Equations 5 and 6 show that the original velocity and position in MOPSO are both real values. However, we use integers to denote monitoring locations in a particle. Figure 3 shows a procedure to update particle’s velocity and position. We let MaxVel be a maximum velocity during calculation. A round function is used to calculate a new integer value of velocity for each particle based on current gbest and pbest particles. Because the new velocity may be out of the boundary of [−MaxVel, +MaxVel], we use max and min functions to restrict the velocity scope. The detailed velocity updating process is shown in Fig. 4.

Fig. 3.
figure 3

Pseudocode of velocity and position updating

Fig. 4.
figure 4

Velocity updating process

3 Simulations and Analysis

We run the MOPSO algorithm several times based on data in Table 2 and get several Pareto frontiers as Fig. 5 shows. The simulation results show that these Pareto frontiers are almost the same except for few (one or two) Pareto frontier particles. It means that the simulation results of MOPSO algorithm are quite steady and we can use it to design an optimal water quality monitoring network. Table 3 shows the optimal deployment solutions based on the Pareto frontier particles.

Fig. 5.
figure 5

Hypothetical river network

Table 3. Optimal deployment solutions

We can find from Table 3 that if we deploy 3 monitoring devices at locations 6, 9 and 12, we can detect all the potential pollution events and the pollution detection time is only 45.8 min. The centrality of this monitoring network is 0.0414. If we deploy monitoring devices at locations 6, 7 and 12, potential pollution events can still be all detected. However, the pollution detection time is increased to 54.8 min. If the monitoring devices are deployed at locations 4, 6 and 9. The pollution detection time is significantly decreased to 34.9 min while the detection probability is slightly decreased to 91.7%, which is also the second highest pollution detection probability solution in our deployment solutions and we can get a better centrality of 0.05. However, the second highest pollution detection probability in Telci’s paper is only 83%.

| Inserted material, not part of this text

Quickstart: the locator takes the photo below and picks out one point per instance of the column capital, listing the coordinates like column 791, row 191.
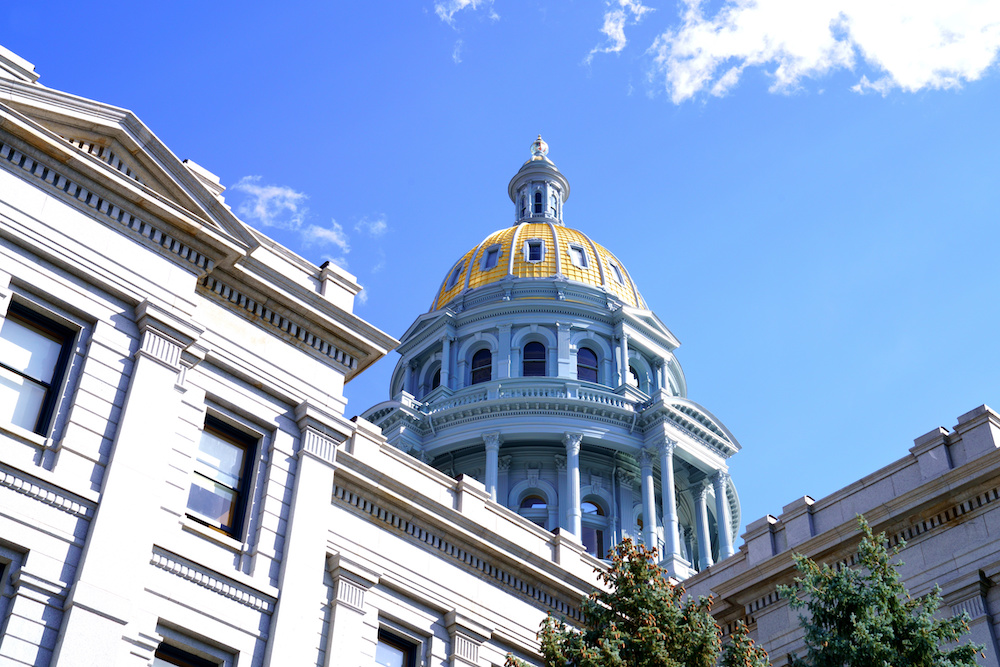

4 Conclusions and Future Work

We presented a novel method based on a modified MOPSO algorithm to design an optimal water quality monitoring network with three optimization objectives of minimum pollution detection time, maximum pollution detection probability, maximum closeness centrality. Results show that the modified MOPSO can get a better optimal deployment solutions than GA.

In the future, this novel approach will be applied to a real case of water quality monitoring network. Further research is planned to explore the feasibility of redesigning the velocity and position calculation procedure to avoid same positions in a particle, which can further improve the computing performance.